Realizing the tampered harness was meant for him, Glen promises B.J. that he will get revenge. In a stunt where he is supposed to emerge from a burning building while completely on fire, stuntman Paul is inside the building lighting it on fire for the shot. As he tries to exit, an unseen figure traps him inside, leading to his death.

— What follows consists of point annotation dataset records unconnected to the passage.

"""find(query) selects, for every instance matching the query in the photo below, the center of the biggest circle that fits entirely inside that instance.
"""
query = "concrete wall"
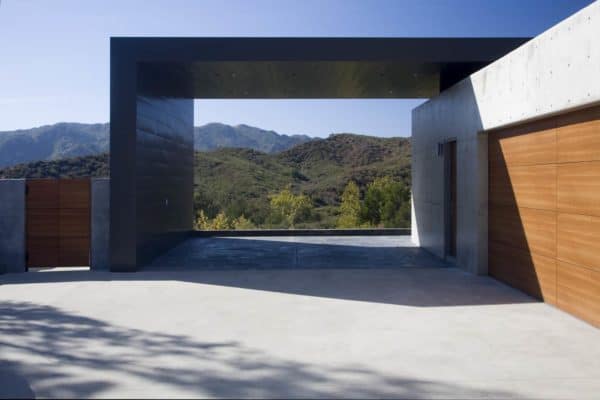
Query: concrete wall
(100, 244)
(12, 225)
(164, 174)
(555, 72)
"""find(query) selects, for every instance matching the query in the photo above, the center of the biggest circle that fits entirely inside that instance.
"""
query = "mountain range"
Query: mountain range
(68, 140)
(240, 181)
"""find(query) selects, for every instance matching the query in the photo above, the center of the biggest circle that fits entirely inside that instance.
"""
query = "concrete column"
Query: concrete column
(12, 225)
(100, 244)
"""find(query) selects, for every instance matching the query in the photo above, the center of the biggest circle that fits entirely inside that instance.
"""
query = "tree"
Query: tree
(350, 207)
(202, 221)
(386, 203)
(289, 208)
(220, 222)
(242, 222)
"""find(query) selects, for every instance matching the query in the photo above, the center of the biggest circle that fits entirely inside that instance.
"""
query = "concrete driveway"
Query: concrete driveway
(412, 332)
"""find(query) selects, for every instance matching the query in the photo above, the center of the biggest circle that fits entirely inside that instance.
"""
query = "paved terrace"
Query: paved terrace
(403, 331)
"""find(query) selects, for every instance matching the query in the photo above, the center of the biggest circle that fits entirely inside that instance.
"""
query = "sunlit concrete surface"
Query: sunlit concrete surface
(392, 332)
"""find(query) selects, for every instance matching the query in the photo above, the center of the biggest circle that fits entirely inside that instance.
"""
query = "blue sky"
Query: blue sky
(54, 54)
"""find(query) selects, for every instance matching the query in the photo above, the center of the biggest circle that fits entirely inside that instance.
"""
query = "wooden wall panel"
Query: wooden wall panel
(531, 186)
(544, 210)
(58, 222)
(42, 251)
(74, 222)
(534, 274)
(578, 136)
(579, 291)
(42, 222)
(527, 229)
(579, 240)
(579, 188)
(42, 193)
(516, 148)
(74, 193)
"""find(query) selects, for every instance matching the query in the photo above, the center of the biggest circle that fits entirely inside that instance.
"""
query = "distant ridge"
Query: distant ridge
(68, 140)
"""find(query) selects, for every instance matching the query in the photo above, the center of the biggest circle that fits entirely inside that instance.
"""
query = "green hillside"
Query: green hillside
(241, 182)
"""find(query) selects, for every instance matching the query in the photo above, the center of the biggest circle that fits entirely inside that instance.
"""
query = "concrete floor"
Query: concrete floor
(390, 332)
(298, 252)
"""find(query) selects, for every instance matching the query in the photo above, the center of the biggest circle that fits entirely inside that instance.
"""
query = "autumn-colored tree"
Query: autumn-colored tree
(350, 207)
(289, 208)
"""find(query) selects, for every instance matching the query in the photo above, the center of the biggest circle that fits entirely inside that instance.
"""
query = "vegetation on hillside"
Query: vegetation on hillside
(343, 181)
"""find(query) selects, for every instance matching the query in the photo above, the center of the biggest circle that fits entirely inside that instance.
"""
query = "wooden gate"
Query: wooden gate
(58, 222)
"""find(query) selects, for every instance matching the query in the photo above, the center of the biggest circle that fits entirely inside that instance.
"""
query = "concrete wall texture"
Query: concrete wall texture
(12, 225)
(557, 71)
(164, 173)
(100, 241)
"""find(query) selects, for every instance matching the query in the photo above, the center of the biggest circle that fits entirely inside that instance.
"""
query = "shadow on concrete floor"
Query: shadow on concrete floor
(48, 352)
(417, 287)
(302, 252)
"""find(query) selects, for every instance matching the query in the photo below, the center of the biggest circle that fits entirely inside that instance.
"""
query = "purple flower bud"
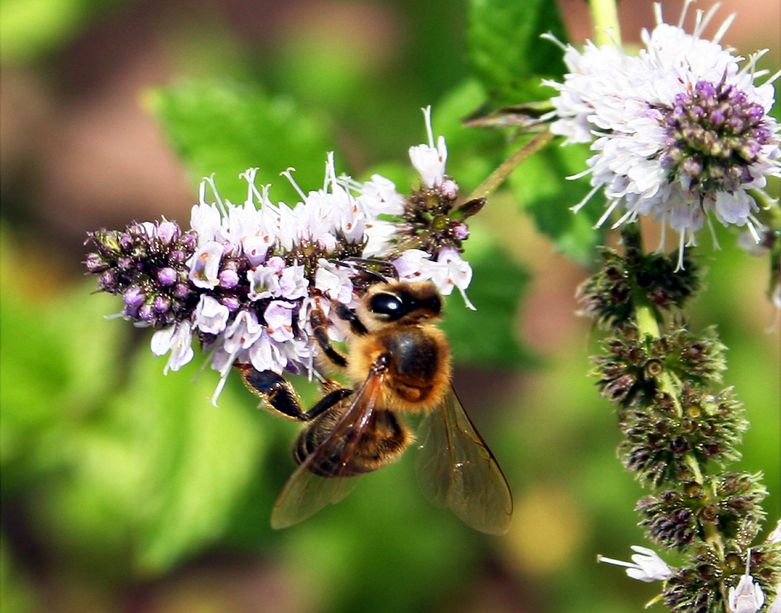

On the day that Glen is to recreate the helicopter stunt that killed Greg, B.J. discovers that Blake is responsible for the murders. He is jealous of his wife's infidelity. She rushes to the set to stop the stunt, but it is already in progress. Blake flees in his convertible. He has loosened the skid on the helicopter, and it is starting to fall off as Greg hangs from it. B.J. tells him over the radio that Blake is the murderer. Glen directs the helicopter to hover over Blake's car. He jumps into it, just as the helicopter skid finally breaks free. Glen wrestles with Blake and jumps free of the car, just before it crashes and bursts into flames, killing Blake.

==Cast==
- Robert Forster as Glen Wilson
- Fiona Lewis as B.J. Parswell
- Ray Sharkey as Paul Salerno
- Joanna Cassidy as Patti Johnson
- Bruce Glover as Chuck Johnson
- Richard Lynch as Pete Lustig
- Darrell Fetty as Dave Allison, the kid
- James Luisi as Alvin Blake, the producer
- Candice Rialson as Judy Blake
- Malachi Throne as Earl O'Brien, the director

==Production==
Stunts was Bob Shaye's first movie for New Line Cinema and was also the company's first full-length feature film production; for the previous 10 years they had existed solely as a distribution company. "They were distributing Truck Stop Women to college campuses and they already had a script, so I was hired to direct it," said the director Mark Lester. "We hired Robert Forster because he had done Medium Cool. Don Stroud was supposed to star in it but he got into a motorcycle accident the night before shooting."

Stunts was filmed in San Luis Obispo, California.

Candice Rialson makes one of her final appearances.